Abstract

To measure text similarity in electronic nursing progress notes and determine factors associated with text similarity. Electronic clinical notes with redundant information masks clinically relevant information, increases clinicians' cognitive burden and undermines patient safety. Retrospective review of electronic medical record nursing progress notes. The study was conducted between November 2018 and February 2019 in two Australian Paediatric Intensive Care Units. De-identified, randomly selected inpatient data were extracted from the network's database. Manually classified shift summary progress notes for each admission were sequenced from admission to discharge. Text similarity was calculated for consecutive pairs of nursing progress notes. Linear regression was undertaken to determine the association between the similarity scores and variables of interest: note word count, total number of notes and unit. The STROBE checklist was used for reporting. 921shift summary nursing progress notes were analysed.
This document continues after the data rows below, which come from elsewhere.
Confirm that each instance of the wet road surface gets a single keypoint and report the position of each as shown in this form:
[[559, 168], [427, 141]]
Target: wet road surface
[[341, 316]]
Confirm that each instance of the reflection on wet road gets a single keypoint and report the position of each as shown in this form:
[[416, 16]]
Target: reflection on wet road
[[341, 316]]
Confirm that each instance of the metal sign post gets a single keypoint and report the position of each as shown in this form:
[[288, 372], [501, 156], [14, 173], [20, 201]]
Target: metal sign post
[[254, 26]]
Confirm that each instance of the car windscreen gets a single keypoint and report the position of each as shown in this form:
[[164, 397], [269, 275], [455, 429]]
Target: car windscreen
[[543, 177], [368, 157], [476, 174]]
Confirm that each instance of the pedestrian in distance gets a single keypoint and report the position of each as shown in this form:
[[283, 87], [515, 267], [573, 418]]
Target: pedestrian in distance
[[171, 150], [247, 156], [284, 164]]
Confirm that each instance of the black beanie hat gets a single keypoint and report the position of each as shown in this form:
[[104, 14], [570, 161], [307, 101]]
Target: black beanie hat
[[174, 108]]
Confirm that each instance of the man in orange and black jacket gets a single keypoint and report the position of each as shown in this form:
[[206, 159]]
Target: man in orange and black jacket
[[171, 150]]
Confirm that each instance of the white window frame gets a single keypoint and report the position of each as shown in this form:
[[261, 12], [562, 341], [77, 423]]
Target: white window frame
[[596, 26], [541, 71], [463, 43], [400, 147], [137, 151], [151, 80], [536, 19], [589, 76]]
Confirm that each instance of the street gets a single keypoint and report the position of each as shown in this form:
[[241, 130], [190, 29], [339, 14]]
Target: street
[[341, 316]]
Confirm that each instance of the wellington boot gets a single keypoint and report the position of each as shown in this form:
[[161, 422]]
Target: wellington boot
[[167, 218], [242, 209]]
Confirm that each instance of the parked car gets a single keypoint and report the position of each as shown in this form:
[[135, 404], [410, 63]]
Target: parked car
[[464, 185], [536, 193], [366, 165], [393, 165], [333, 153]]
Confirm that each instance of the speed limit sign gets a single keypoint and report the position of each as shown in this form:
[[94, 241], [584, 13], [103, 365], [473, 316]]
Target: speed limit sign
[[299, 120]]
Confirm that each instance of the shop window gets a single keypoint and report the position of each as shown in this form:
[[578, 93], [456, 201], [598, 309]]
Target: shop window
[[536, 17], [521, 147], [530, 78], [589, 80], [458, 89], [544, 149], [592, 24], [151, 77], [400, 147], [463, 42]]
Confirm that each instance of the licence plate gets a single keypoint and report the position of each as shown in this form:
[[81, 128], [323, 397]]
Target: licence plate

Similarity scores were widely distributed with a median of 10.37%. Only 17.2% (n=144) of the notes have similarity scores above 20%. Of these, 5% (n=47) were above 50% similar in comparison with a previously written note. Similarity above 50% was observed as early as the first note pair in the course of a patient's admission. A significant difference was found between the similarity scores of Unit 1 and Unit 2. Hospital unit was the only variable of interest significantly associated with similarity scores. Text similarity among electronic nursing progress notes in Australian Paediatric ICUs is minimal; however, notes with >50% similarity have been identified. Text analytics provides measurable data and insights about electronic clinical documentation to inform future nursing practice, research and eMR design. Findings have implications for nursing practice in the way that nursing staff are educated to maintain data quality, professional accountability and effective communication in electronic documentation and to avoid unnecessary repetition of text.